On the map of “West-Canada,” Kipling resorted again to “A Song of the English”, with verses from the section subtitled “Victoria” (as identified by Kipling in his script) about that great port city in British Columbia: “From East to West the circling world has passed | Till West is East beside our land-locked blue | From East to West the tested chain holds fast― | The well-forged links ring true.”  Kipling had recently trained across Canada, in 1907, to help forge those chains, on the solitary speech-making tour of his life, speaking to Canadian Club branches in many cities along the way[20]; these were published in 1908 as Letters to the Family: Notes on a Recent Trip to Canada in 1908.[21]  On the chart for “Ost-Canada”, sweeping from the Great Lakes to the country’s western maritime provinces, he wrote the most memorable lines from “Our Lady of the Snows”, his poem of 1897 celebrating that dominion’s passage of legislation to give to Great Britain more favorable tariff terms than to the rest of the world[22]: “A Nation spoke to a nation― a queen sent word to a Throne:― | Daughter am I in my mother’s house, but mistress in my own.”  (Recall here Froude’s assertion that one free people could not govern another.)

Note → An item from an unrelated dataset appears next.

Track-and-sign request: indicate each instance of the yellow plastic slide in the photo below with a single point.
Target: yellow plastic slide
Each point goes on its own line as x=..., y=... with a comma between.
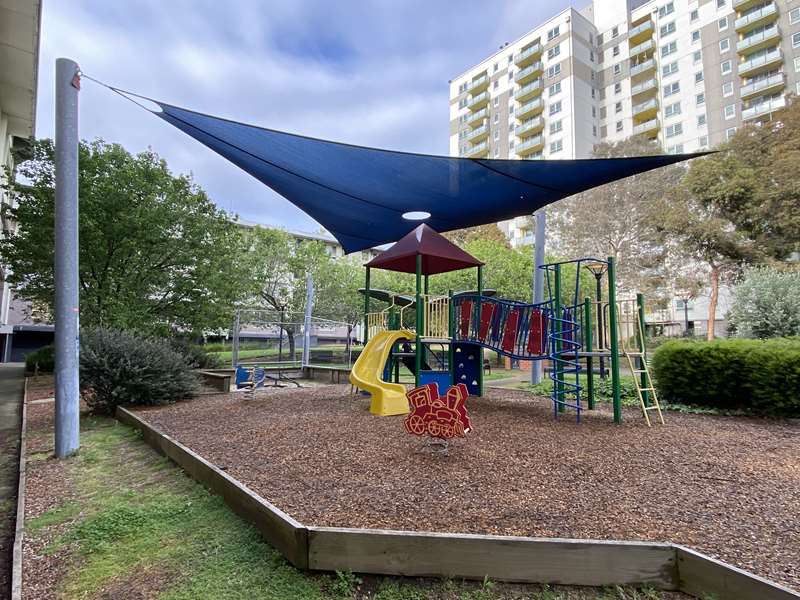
x=367, y=374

On the map depicting the entire African continent, the lines inscribed at first seem inapposite: “God gave all men all Earth to love, | But since our hearts are small | Ordained for each one spot should prove | Beloved over all.”  Kipling had originally written them in his poem “Sussex”, in 1902 when his family had moved into their new home Bateman’s (left)  in that English county.  The sentiment makes more sense when paired with the much longer quotation on the succeeding map of “Capland”, the Cape: “Therefore being bought by blood | And by blood restored | So the arms that nearly lost, | She, because of all she cost | Stands a very woman most | Perfect and adored! | On your feet and let me know this is why we love her |For she is South Africa―and she is South Africa― |Africa all over!”  These verses are from “South Africa”  , published in The Five Nations in 1903, with its image of the country as a faithless woman, describing the soldiers who return there as her lovers after the Second Anglo-Boer War (1898-1902).[23]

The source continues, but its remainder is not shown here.